In view of the fact that there is a division of authority in other jurisdictions as to whether a military conviction of desertion can be used to impeach a witness, and no California case has passed upon the question, we do not believe it can be held that the district attorney was guilty of any misconduct in the instant case. It is clear from the testimony of Grissom that he did not know whether or not he had been convicted of a felony, as is evident from the following:

‘Q. * * * Have you ever been convicted of a felony? A. Well, if you are referring to the one in the Army that is the only thing I can think of.

‘Q. I am asking you again, have you ever been convicted of a felony, and remember, when you answer that, I might admonish you that you are under oath? A. I know that. Q. All right. Have you ever been convicted of a felony? A. It depends.

‘Mr. Winkler: Your Honor——

‘The Court: Answer it yes or no, if you can.

‘Mr. Winkler: I object——

‘By The Witness: I don't know.’

In any event it is clear that the jury would gather from Grissom's answer that he had been convicted of some military offense.

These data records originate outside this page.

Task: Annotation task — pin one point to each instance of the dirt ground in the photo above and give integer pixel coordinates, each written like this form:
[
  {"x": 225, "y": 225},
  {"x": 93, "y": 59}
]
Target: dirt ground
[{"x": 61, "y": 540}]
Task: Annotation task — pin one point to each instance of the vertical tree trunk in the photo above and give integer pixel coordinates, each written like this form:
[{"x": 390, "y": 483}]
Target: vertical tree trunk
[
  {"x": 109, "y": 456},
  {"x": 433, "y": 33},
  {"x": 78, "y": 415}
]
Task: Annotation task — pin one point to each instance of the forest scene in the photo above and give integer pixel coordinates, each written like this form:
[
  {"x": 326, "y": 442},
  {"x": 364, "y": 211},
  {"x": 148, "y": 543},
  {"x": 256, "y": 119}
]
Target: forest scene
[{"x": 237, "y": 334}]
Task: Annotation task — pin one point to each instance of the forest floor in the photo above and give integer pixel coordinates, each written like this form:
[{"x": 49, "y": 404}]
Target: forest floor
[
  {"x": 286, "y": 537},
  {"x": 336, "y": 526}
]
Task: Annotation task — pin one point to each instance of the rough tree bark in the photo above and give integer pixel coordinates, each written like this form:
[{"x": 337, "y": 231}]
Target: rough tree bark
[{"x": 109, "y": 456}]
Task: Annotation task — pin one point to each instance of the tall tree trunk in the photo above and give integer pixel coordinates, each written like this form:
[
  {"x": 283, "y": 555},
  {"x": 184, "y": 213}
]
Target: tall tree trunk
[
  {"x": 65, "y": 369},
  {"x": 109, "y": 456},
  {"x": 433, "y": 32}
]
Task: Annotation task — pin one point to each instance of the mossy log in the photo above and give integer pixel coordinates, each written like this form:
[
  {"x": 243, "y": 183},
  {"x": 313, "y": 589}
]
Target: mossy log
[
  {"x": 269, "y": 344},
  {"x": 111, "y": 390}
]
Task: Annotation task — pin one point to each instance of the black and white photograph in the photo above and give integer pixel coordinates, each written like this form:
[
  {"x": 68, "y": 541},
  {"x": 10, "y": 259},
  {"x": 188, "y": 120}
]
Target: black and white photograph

We think no possible prejudice could have resulted to appellant.

In conclusion we are convinced from a study of the entire record that appellant received a fair trial, that the jury was fully and fairly instructed, that the evidence was sufficient to support the judgment, and that no prejudicial error was committed.

The judgment and the order are affirmed.

SCHOTTKY, Justice.

VAN DYKE, P. J., and PEEK, J., concur.